The expenses that may be incurred by the village of Stillwater in removing the tracks and property of the railway in Main street are for a purpose quite the contrary to that of this preference rule. The money is not to be expended for the benefit of the railroad or of the mortgagee, but for the benefit of the village; not to keep the railroad in operation, but to accomplish its final removal; not to facilitate transportation by rail, but *155 to clear the streets of a nuisance. Priority cannot be given over the trust mortgage for such claims. (Westinghouse Elec. Mfg.Co. v. Barre Montpelier Traction Power Co., 98 Vt. 130;Provisional Municipality of Pensacola v. Northrup, 66 Fed. Rep. 689; Toledo, D. R.R.R. Co. v. Hamilton, 134 U.S. 296.)

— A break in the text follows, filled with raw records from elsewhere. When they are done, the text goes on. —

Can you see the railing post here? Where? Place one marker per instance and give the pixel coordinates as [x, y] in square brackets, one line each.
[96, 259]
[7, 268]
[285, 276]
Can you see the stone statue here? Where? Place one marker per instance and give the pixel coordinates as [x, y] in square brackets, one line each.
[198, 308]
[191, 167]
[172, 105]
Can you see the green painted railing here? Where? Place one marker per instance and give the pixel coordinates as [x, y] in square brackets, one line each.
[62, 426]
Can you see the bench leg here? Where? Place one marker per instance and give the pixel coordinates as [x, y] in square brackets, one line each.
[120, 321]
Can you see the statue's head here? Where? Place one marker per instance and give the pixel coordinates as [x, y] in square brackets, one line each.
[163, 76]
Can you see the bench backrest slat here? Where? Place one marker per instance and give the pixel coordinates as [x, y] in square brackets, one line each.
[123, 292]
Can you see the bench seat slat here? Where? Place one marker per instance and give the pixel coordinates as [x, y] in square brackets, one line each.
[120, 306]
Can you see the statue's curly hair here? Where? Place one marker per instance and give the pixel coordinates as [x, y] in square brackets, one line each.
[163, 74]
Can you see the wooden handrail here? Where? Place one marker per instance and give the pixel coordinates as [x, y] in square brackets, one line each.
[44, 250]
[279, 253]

The mortgage in this case covers all the property of the railway of every description including after-acquired property, and consequently covers the cash proceeds from the sale of any of the mortgaged property. (Ithaca Trust Co. v. Ithaca TractionCorp., 248 N.Y. 322.)

The judgment obtained against the railroad by the village for the expense of removing the tracks and restoring the street is not, therefore, to be given a preference over the mortgage or secured bondholders, but will be of the same nature and force as any other judgment recovered for debt, or for tort.

That part of the judgment appealed from which gives a preference to the village of Stillwater for the expense of removing the tracks in Main street is reversed and stricken from the judgment.

The judgment should be modified as directed in the opinion and as modified affirmed, without costs.

CARDOZO, Ch. J., POUND, LEHMAN, KELLOGG, O'BRIEN and HUBBS, JJ., concur.